Brainflow

That term first came to my mind when, as a child, I’d try to say “stream of consciousness” and end up with “brainflow.” It seems to fit here.

Welcome to the ramblings of my mind. (For now, these ones revolve mostly around films.)

Atonement

Sunday, January 20th, 2008 8:58 pm—Film

Atonement (UK/France 2007, Drama/Romance/War), Writer: Christopher Hampton; Director: Joe Wright

I wrote Atonement off too quickly after seeing a maudlin trailer. I recently watched the film itself and was very impressed. It’s really good.

The trailer I saw pitched it as a great love story, but it’s much more interesting than that. At its core, it’s about trying to recover from trauma and the loss of innocence, trying to make amends and take responsibility for one’s actions.

Set in England and France during the 1930s and 40s, Atonement begins with a well-off group of youngsters who have little to do but put on plays and traipse about their estate in lovely dresses. But when 13-year-old Briony (Saoirse Ronan) misinterprets some exchanges between her older sister Cecilia (Keira Knightley) and the housekeeper’s son Robbie (James McAvoy), her imagination, confusion and jealousy get the best of her; she ends up accusing Robbie of a terrible crime he didn’t commit. Briony’s actions change the course of all their lives, and she ultimately spends the rest of hers trying to atone for them.

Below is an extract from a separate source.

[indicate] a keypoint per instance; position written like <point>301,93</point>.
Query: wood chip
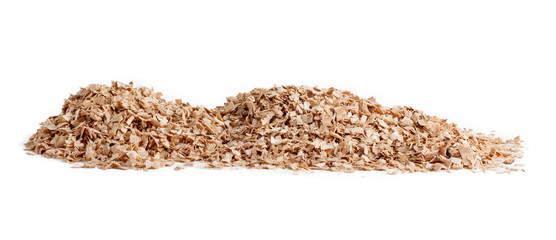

This film was so much more than I expected it to be. It’s brilliantly directed; the shots are incredible, from the careful attention to detail, to the impressive five-minute plus tracking shot along Dunkirk Beach that shows the British evacuation during the Second World War. There’s a twist at the end (if, like me, you haven’t read the Ian McEwan novel from which the film was adapted). And Atonement is surprisingly funny at the beginning.

The acting is excellent, with standout performances from Ronan and McAvoy (my new crush—who wouldn’t love Mr. Tumnus from The Lion, the Witch and the Wardrobe?). McAvoy is remarkable. Watch him when he and Cecilia are reunited over lunch. She reaches out to touch him, and he tries to carry on the conversation but can’t bear to look at her. In the expression on his face and the movement of his head, you see his longing to stay with her psychically, emotionally, physically, but also the agony over what was lost and the horror of what he suffered as a result. He struggles against it, but the damage is too great; it keeps him locked inside, unable to come back to the life he knew before. To convey that much in a single moment, without words, is brilliant.

Ronan is almost eerily good in Atonement. Having that kind of depth of understanding and control over one’s craft at age 13 is astonishing. She’s currently shooting the film adaptation of Alice Sebold’s The Lovely Bones. That movie just keeps getting better the more I hear about it. It’s based on one of my favourite books, Peter Jackson is directing, and it also stars Mark Wahlberg (replacing Mark Ruffalo, sadly), Rachel Weisz, Susan Sarandon and Stanley Tucci. The Lovely Bones, along with Blindness, are the two adaptations I’m most excited to see.

Speaking of adaptations, as a final plug for Atonement, I saw the movie with GR, who has read the book and said that the film was very faithful to the novel in both content and essence. Not an easy feat!